Composed Improvisation

Improvised Composition

Straight Lines

Percussion/Repercussion

Composed Improvisations and Improvised Compositions are attempts to deal with what I see as problematic in improvisation and composition. For the former, the physical-psychological continuity between the performer and the performance, which ultimately reduces the performance to what the given performer is able, ready, and willing, to do (a feminine problem); for the latter, the institutional-hierarchical gap between the composer and the performer, which potentially reduces the performance to a predetermined plan (a masculine problem). My solution: to introduce distance between the performer and what is performed, as well as to remove the distance between the act of composition and performance.

Improvised Composition F has been primarily been performed as dance, and Improvised Composition M primarily as music, but genre designations are not essential--the difference is between two modes of conveying what is composed: verbal/gestural instructions (a feminine mode) and written scores (a masculine mode). In fact, the first can also be arranged to be performed as music, and the second as dance (or any other genre where issues of performance and composition is relevant, such as theatre). But yes, the dichotomy persists.

Straight Lines is a project in progress, in which a found orchestral score is entrusted to an individual who has no previous knowledge on how to read a musical notation, but it nonetheless equipped with other forms of knowledge that s/he might employ to decode the score. The individual works with an orchestra, giving them instructions as to how the music should be played. The instructions must be as precise as possible, and derived solely from his or her reading of the decoded score. Any question that might arise in the process of decoding, as well as questions that arise from the musicians, must be answered via further reading of the score. Currently, I am working with the following individuals: (a) a police detective, (b) an 8-year old elementary school student, (c) an archaeologist, and, (d) a Star Trek aficionado.

Pierre Schaeffer’s notion of “acousmatique” refers to the separation of sound from the sounding body which caused it. This disembodiment of sound was crucial for Musique Concrète which aimed to establish a whole new system of musical organization for recorded sounds. The erasure of its physical origin facilitated the sound material’s entry to a new systemization solely based on the purity of reduced listening. But of course neither a complete disembodiment nor total reduction can actually be achieved. Outside the safe havens of the Parisian RTF electronic studio, the absence of sounding body first and foremost triggers the listener to search for, or deduce at least, the unknown origin of the sound. This is for a simple reason that in real life, encounters between bodies can be violent and even deadly. So the listening body attempts to identify, visually or conceptually, the sounding body to avoid the dangers of collision. For the composer to close his eyes and forget the physicality of sounds, he needed to retrieve into his studio, safely detached both in space and time from any effects of the sounding body. In this way, the notion of acousmatique along with reduced listening bases itself on a primal reduction of collisions—an annulment of physical percussions and repercussions.

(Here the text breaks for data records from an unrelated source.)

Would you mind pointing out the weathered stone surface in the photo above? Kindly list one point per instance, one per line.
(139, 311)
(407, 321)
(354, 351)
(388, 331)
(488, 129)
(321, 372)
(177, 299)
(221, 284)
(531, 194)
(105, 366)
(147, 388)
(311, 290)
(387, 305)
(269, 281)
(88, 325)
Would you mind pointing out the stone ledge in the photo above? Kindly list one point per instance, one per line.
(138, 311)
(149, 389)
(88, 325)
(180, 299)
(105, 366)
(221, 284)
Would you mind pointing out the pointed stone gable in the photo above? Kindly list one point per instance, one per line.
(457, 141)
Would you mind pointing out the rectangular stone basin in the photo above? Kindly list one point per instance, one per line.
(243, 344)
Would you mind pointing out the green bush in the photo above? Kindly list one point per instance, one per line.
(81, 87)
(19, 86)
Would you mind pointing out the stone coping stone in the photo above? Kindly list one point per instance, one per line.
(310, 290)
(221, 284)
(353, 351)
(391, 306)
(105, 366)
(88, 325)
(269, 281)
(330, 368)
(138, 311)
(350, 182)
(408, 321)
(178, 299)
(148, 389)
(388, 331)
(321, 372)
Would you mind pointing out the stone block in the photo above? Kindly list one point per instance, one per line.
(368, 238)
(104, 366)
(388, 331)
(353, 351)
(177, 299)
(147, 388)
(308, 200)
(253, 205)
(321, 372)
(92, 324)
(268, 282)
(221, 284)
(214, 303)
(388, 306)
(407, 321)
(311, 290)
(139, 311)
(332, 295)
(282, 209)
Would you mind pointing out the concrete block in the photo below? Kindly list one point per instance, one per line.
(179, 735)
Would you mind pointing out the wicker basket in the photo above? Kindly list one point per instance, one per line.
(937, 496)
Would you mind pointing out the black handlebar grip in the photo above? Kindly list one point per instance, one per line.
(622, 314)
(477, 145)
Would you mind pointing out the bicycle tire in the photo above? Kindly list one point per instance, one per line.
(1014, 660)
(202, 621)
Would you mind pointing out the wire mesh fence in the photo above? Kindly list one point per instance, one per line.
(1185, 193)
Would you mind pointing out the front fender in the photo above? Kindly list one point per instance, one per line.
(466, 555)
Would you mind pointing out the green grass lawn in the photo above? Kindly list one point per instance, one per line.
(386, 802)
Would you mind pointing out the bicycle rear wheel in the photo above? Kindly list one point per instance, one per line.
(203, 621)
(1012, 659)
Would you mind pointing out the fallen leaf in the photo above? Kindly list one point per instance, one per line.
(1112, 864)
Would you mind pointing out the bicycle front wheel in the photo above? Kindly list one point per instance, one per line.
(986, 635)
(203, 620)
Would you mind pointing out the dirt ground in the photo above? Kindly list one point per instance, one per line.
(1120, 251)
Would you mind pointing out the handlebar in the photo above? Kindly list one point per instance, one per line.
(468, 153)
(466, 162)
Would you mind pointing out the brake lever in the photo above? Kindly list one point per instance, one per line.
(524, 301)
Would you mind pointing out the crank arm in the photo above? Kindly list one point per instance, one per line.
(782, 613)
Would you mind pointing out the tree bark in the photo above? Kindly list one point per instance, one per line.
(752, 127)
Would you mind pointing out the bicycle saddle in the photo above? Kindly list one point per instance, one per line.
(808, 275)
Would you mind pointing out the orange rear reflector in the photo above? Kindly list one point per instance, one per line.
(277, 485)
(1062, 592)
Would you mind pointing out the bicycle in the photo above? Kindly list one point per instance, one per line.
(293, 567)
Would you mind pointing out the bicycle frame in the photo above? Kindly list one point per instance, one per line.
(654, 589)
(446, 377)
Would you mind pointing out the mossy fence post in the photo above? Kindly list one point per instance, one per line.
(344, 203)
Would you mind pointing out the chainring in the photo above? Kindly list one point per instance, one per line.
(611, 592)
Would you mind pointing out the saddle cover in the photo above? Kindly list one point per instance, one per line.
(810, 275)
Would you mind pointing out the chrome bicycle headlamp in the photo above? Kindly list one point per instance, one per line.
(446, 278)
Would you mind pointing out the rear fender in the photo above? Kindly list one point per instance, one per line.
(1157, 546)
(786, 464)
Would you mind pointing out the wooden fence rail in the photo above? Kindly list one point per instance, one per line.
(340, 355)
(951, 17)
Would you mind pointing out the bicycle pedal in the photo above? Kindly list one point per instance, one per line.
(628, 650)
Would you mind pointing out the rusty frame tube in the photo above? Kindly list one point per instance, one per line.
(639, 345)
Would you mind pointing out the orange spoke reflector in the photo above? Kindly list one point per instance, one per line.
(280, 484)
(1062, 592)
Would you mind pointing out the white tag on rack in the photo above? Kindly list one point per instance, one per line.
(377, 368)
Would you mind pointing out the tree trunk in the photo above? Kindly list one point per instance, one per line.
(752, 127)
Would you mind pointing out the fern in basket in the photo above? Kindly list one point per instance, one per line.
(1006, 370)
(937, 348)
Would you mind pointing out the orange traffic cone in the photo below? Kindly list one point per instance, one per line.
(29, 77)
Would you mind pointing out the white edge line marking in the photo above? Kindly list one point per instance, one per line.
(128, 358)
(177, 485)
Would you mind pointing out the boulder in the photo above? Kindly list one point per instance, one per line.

But the very technology that enabled this annulment also adds an ironical twist to the tale. For the spatial and temporal separation of sound from its body relied on recording technology, and the recording and playing back of sound—from microphones to magnetic tape, and from the tape to the loudspeaker—were enabled and regulated primarily via the mechanism of electromagnetic forces. In this trajectory, sound waves were first transduced into electric signals through the workings of a coil and a surrounding magnet inside the microphone, which then were used to move the electromagnet so that a magnetic flux would be applied to the oxide on the tape. The play back simply reversed this process, outputting the sound from the loudspeakers by transducing the electric signal back into sound waves. The invisible power of magnetic field thus made it possible to make sounding bodies invisible. But what is magnetism if not the very force responsible for attracting and repelling bodies? The very technological condition for acousmatique disembodiment thus turns out to be the central force to dismantle the Schaefferian reduction of collisions.

The works from the Percussion/Repercussion series all hinge on this curious paradox of the notion of acousmatique under the metaphoric and literal rubric of magnetism. They intend to demonstrate, as well as feed upon, the fact that percussions and repercussions of bodies are not only the source of accidents, but also the primordial condition of sound, and therefore, music.